For instance, when purchasing a home, most people obtain a mortgage to cover the cost of the total amount beyond the down payment they provide. The buyer is leveraging the bank or lender’s funds to purchase the home rather than wait until they have saved the entire amount of the home. While many people are familiar with home mortgages, or variations of loans to purchase a home, some use real estate leverage in other ways.
HELOCs or Home Equity Lines of Credit are a great option for anyone that already owns at least one property that has equity. This type of loan is a revolving line of credit that can be used as leverage to purchase another property. The HELOC can be used to make purchases or pay for other unexpected expenses. Most HELOCs allow minimum monthly payments consisting of just interest. However, it is always a good idea to pay down the principal each month. Another alternative, the Home Equity Loan, is also referred to as a second mortgage which is repaid in a set amount of principal and interest over a designated period.
Some individuals find it worthwhile to pursue private loans through business or personal relationships. As in all transactions, a professional loan contract should be drafted and signed including all the possible outcomes to avoid any possible issues and outline all risks.
Mortgage loans can also be obtained through community banks, rather than utilizing a traditional mortgage lender. Typically, a community bank offers a portfolio loan that it retains in its loan portfolio rather than selling the loan in the secondary market.
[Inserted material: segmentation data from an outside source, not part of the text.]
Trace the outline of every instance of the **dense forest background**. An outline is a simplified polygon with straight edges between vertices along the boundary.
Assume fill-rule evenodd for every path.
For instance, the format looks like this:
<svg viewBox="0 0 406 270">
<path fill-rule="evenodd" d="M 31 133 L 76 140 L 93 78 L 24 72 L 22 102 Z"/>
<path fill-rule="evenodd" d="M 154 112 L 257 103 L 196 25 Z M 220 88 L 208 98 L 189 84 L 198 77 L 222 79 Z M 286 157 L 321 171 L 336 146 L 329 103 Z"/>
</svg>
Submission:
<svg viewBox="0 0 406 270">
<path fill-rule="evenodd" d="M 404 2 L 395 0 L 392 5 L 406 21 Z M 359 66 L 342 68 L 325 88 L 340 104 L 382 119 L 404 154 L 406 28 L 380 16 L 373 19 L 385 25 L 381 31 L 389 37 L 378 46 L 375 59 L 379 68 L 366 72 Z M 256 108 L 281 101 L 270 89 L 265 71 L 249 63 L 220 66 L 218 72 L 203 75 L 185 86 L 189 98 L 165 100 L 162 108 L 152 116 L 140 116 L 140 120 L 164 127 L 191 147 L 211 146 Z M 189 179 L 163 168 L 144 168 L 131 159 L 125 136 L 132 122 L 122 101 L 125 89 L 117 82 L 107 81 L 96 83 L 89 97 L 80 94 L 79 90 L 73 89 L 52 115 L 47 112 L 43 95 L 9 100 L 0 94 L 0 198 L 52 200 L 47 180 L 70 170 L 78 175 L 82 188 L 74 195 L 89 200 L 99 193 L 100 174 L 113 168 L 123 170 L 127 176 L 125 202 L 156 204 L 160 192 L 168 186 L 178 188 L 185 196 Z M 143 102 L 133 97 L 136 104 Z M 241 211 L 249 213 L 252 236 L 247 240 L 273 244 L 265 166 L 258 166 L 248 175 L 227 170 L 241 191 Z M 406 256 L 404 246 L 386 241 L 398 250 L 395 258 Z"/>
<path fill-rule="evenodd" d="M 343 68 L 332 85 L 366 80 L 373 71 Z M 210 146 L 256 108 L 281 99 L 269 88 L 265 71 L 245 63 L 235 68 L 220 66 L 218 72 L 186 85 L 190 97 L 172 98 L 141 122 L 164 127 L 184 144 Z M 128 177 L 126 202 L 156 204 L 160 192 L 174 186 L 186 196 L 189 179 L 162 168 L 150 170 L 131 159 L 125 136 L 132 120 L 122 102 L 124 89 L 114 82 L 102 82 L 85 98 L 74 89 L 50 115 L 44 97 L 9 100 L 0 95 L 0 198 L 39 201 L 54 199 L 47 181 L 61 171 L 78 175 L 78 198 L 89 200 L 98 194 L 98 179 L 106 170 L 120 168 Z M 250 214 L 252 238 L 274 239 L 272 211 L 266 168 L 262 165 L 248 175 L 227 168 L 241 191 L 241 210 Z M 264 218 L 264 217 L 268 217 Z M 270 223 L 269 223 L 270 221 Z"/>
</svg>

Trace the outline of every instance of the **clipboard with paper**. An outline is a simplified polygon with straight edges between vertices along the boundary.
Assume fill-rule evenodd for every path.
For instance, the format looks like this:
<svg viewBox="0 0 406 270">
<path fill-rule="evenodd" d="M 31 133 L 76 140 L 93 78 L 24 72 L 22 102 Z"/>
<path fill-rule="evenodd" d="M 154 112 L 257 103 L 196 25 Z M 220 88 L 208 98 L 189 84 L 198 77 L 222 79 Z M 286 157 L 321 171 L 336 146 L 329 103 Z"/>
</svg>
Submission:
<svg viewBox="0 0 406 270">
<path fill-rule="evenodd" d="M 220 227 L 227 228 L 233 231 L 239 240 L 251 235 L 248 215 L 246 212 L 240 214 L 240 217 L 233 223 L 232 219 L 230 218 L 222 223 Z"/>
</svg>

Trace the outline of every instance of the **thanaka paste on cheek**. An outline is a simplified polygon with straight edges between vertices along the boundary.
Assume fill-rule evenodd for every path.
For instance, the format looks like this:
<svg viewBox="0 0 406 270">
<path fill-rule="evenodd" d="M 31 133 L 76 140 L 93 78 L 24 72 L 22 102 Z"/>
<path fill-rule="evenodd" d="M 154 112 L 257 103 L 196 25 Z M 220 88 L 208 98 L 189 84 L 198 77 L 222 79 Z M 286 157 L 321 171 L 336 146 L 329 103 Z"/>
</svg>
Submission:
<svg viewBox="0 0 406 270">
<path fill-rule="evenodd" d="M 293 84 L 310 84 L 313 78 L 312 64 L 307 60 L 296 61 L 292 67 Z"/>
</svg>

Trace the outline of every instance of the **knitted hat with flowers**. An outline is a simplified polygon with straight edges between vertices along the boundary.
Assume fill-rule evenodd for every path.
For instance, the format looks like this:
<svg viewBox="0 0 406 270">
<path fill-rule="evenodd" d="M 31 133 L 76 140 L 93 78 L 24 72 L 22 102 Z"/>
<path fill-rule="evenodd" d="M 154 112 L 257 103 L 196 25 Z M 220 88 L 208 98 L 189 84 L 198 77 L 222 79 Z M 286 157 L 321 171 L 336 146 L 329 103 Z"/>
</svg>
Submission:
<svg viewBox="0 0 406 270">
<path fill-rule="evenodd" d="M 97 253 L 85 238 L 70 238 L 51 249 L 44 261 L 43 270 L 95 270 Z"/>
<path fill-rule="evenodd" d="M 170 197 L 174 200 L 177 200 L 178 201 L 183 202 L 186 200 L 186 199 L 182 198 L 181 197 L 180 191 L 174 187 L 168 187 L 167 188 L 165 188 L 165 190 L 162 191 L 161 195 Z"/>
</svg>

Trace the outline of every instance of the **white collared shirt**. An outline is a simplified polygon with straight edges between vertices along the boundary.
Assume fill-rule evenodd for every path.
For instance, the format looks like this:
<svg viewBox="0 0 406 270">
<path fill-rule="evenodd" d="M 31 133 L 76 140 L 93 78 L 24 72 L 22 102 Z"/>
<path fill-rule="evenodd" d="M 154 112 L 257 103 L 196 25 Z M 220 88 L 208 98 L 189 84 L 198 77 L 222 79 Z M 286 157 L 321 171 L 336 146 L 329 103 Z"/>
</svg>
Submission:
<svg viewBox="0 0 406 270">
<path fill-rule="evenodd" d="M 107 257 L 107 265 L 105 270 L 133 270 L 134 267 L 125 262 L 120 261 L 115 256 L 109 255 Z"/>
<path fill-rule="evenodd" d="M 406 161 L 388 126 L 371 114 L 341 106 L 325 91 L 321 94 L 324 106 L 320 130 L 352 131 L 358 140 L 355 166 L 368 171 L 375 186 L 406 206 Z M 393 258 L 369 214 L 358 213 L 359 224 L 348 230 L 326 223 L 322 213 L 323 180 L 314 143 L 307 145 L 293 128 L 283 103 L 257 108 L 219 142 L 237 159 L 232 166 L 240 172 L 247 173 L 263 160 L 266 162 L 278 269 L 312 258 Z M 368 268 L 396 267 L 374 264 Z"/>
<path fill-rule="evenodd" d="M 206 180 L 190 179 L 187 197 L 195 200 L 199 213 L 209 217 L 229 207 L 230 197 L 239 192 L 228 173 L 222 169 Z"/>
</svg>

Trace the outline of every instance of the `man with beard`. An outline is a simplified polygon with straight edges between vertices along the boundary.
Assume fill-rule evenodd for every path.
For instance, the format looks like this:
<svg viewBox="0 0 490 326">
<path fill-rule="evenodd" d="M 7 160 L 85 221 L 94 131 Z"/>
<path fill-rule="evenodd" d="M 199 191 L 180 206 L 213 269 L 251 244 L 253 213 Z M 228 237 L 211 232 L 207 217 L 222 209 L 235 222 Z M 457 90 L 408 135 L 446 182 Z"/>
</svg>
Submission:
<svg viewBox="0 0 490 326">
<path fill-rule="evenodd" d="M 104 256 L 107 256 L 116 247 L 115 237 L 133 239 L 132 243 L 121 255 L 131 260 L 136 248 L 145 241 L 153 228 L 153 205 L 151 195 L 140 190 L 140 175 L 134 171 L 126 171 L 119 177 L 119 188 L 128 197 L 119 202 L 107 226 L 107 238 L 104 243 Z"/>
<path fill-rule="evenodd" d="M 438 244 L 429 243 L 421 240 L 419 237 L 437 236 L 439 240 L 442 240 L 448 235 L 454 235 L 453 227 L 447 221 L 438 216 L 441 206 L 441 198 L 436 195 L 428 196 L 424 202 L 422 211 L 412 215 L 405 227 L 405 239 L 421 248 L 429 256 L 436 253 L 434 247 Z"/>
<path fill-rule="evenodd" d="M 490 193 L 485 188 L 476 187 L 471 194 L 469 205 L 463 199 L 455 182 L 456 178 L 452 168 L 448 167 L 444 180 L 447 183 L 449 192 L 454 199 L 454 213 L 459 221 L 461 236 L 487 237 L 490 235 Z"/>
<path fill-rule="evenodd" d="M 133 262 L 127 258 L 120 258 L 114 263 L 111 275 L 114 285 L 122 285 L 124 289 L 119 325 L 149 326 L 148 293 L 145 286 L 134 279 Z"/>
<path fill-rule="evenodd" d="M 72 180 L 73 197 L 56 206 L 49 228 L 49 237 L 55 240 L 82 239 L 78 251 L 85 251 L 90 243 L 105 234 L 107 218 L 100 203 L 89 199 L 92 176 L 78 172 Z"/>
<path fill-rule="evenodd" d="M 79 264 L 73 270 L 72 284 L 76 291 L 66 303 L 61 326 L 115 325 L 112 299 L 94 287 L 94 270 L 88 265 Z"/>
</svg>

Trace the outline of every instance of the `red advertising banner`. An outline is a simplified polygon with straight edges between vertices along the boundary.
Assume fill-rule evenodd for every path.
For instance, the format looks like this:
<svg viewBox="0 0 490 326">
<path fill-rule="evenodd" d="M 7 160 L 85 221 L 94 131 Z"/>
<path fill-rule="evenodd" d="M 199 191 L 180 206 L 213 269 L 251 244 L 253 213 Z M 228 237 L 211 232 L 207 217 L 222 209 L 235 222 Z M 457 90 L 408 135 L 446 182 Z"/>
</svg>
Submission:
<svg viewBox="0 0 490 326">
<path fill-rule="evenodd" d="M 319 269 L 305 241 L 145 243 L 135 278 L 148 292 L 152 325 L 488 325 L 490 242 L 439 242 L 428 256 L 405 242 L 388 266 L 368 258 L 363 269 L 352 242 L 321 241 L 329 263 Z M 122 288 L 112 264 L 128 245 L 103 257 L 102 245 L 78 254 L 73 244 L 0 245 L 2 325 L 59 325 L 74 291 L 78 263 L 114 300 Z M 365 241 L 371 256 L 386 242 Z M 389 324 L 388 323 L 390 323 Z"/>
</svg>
Portfolio loans are often adjustable rate mortgages, but they may also be more flexible regarding their qualifications, which is appealing for investors with numerous properties. Business owners will sometimes leverage business credit to finance their properties. Businesses have a few more choices than individuals if their businesses have solid financials and documentation, such as applying for an SBA loan.
Once you’ve decided the best option of how to leverage real estate, it can be used to your benefit. Not having to supply the full purchase amount of a property enables a buyer to obtain property in a shorter time frame and in larger quantities. By owning numerous properties, one can expand their real estate portfolio and potential income. Properties can be a mixture of commercial and residential or strictly of one type. The most common way to profit from real estate is to collect rental income that meets or exceeds the expenses of maintaining the property. In the scenario that the rental income covers only the cost of the mortgage, taxes and any other expenses attributed to the property, the gains are received if owned long term. The owner of the property is usually still profiting because of the equity that increases as time passes from the value of the real estate increasing. Once the property is owned long enough, the rental income will decrease the mortgage, therefore providing a profit. In many scenarios the rental income exceeds the costs of maintaining the property and there is an immediate cash flow upon purchase.
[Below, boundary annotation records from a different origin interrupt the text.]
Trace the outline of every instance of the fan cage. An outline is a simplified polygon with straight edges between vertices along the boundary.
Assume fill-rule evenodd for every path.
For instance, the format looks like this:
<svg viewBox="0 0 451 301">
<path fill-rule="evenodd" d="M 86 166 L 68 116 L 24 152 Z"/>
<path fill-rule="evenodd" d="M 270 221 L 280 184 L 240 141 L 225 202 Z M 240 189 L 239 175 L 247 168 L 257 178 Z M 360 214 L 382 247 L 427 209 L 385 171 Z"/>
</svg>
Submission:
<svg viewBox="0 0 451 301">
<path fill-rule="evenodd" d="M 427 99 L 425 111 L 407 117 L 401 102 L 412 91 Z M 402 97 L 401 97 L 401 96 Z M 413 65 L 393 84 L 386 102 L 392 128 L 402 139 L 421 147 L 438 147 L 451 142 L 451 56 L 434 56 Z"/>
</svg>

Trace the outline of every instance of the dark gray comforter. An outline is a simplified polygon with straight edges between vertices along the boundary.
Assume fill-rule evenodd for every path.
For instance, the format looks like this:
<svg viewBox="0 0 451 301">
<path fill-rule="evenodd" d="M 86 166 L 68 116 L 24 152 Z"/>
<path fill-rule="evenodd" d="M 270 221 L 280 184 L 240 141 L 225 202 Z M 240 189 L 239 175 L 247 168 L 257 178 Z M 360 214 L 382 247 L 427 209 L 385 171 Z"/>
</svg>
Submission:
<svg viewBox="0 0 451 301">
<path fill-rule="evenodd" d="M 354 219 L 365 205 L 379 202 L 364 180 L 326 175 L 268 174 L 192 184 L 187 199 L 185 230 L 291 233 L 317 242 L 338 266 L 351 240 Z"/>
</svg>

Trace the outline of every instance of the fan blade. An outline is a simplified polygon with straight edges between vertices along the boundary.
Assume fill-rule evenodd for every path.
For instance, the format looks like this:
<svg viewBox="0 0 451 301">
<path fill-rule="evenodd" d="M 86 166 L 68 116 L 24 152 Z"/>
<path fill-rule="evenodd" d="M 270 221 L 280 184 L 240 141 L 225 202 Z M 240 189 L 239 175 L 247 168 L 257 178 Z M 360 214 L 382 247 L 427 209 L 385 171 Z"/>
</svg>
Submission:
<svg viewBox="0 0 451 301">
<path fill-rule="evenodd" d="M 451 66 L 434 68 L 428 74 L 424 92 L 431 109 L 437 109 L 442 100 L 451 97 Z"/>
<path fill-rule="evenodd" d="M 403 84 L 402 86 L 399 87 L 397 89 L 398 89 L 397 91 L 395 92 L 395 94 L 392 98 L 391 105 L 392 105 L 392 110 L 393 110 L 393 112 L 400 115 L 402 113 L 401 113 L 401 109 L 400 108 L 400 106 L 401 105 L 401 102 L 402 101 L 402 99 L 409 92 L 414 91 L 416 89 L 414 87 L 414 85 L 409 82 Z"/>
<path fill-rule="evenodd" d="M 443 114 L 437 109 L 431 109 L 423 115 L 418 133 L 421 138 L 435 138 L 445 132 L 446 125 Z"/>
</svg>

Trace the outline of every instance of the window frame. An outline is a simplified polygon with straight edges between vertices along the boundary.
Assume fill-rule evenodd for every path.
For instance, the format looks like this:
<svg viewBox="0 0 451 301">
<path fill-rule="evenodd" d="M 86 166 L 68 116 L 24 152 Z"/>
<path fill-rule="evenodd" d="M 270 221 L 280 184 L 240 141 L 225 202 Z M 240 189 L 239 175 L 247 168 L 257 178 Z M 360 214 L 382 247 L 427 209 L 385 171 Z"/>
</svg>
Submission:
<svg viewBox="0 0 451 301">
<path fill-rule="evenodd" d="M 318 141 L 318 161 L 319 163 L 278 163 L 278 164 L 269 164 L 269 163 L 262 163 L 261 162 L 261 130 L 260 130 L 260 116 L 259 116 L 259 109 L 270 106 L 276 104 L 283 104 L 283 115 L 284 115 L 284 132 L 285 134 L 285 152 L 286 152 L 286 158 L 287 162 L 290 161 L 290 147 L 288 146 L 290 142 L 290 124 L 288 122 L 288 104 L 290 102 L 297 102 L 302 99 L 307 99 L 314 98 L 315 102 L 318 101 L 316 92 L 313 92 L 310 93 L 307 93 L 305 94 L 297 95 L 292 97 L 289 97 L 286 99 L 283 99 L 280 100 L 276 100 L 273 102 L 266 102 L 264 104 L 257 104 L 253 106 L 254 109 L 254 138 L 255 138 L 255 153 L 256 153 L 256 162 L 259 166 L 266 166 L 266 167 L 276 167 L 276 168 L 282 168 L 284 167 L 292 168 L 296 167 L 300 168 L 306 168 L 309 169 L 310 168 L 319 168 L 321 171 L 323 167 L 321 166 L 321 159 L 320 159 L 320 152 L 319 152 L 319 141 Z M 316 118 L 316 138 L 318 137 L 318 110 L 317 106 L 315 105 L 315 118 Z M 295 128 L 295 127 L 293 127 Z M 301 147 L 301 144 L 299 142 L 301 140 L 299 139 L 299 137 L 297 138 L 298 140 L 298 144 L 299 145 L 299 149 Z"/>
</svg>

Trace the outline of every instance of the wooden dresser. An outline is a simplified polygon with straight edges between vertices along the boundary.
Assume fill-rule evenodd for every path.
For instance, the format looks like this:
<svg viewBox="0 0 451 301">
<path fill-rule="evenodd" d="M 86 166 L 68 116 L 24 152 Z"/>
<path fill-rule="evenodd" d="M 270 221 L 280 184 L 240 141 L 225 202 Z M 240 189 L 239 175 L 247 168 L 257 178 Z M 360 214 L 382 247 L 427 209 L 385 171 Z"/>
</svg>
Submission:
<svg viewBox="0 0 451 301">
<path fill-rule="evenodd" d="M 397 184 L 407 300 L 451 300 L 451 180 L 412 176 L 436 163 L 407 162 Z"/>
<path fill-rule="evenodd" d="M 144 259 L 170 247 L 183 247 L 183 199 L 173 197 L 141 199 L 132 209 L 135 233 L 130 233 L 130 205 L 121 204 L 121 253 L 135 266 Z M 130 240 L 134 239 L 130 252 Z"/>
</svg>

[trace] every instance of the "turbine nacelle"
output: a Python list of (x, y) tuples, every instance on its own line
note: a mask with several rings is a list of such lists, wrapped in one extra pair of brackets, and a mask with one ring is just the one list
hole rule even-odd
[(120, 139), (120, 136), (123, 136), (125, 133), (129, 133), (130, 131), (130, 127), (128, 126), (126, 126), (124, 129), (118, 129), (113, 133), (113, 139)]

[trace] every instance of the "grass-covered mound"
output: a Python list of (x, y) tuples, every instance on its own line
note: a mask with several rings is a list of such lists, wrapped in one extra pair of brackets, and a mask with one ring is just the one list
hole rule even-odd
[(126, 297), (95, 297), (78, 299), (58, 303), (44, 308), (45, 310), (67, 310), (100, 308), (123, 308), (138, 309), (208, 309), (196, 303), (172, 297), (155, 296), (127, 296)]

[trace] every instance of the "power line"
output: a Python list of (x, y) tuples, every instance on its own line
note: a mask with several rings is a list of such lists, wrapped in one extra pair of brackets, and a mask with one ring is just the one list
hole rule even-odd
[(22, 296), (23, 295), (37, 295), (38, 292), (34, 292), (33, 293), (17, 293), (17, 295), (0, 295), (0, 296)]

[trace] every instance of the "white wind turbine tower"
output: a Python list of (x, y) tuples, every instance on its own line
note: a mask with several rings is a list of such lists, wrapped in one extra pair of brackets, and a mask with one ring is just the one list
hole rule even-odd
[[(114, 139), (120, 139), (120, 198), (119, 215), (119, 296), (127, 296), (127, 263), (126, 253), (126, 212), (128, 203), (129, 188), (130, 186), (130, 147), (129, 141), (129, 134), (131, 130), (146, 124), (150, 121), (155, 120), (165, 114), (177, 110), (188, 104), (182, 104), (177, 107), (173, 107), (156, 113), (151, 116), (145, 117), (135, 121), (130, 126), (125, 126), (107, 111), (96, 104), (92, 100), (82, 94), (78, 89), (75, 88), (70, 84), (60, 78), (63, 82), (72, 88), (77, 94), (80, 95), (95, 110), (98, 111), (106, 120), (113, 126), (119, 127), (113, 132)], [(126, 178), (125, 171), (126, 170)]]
There are also risks associated with leveraged real estate. For instance, investors are highly dependent on rental income and that is not guaranteed. At any given time, a business may fail in a commercial property and vacate a space that was providing rental income, or a residential tenant may not renew a lease and it may be difficult to find another renter. Other factors to keep in mind are property repairs and yearly real estate tax increases.
Utilizing real estate leverage isn’t the best option for everyone. Different variables need to be evaluated and considered. Certainly, one must have a tolerance for risk and alternative streams of income would be preferable. However, if it is possible to strategize by leveraging real estate, it can be a potent tool for investing.